Locate byte patterns in address space:

find /w100 &buffer, +1024, 0xdeadbeef
find /s &header, +sizeof(header), "MAGIC"
find /b start_addr, end_addr, 0x90, 0x90  # NOP sled detection

Results populate $_ (last address) and $numfound (match count).

Concurrent Debugging

Multi-Process Handling

Control fork behavior:

set follow-fork-mode child   # Debug child process
set follow-fork-mode parent  # Default: continue with parent
set detach-on-fork off       # Keep both processes under GDB control
set follow-exec-mode new     # Preserve pre-exec process

Use catch fork to intercept process creation events.

Threading Models

All-Stop Mode (Default): Any thread halt suspends all threads.

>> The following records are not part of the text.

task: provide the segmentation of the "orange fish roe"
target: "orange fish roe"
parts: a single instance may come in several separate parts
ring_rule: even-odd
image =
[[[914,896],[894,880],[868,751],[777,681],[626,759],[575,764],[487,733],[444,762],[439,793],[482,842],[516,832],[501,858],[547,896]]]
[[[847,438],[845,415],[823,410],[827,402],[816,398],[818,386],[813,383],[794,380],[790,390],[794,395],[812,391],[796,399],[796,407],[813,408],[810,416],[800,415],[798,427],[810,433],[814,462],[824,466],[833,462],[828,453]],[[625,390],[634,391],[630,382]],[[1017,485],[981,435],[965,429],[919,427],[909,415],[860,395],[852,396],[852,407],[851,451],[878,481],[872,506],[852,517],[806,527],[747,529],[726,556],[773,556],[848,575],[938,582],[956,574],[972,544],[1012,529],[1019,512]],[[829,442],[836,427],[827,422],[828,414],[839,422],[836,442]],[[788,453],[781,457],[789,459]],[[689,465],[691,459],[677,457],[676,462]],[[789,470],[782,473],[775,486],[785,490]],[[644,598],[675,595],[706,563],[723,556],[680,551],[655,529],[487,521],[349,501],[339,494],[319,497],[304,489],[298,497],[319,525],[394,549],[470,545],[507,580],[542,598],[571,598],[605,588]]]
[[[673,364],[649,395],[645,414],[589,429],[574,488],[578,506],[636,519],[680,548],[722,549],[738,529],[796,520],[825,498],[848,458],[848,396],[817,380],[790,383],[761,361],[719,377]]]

Configure scheduler locking:

set scheduler-locking on     # Only current thread runs on continue
set scheduler-locking step   # Lock during single-step, unlock for continue
set schedule-multiple on     # Allow all processes' threads to run

Non-Stop Mode: Target threads continue while you inspect the stopped thread:

set pagination off
set non-stop on
continue -a                  # Continue all threads

Verify with info threads—running threads display as "(running)" rather than "(stopped)".

C Preprocessor Support

Compile with -gdwarf-4 -g3 (or higher) to embed macro debug information:

macro expand BUFFER_SIZE + offset
info macro MAX_RETRIES
info macros src.c:45         # All active macros at location
macro define DEBUG 1         # GDB-session macro (doesn't affect inferior)
macro undef DEBUG
macro list                   # Show GDB-defined macros

Command-line macros (-DNAME=value) appear with line number 0 in macro listings.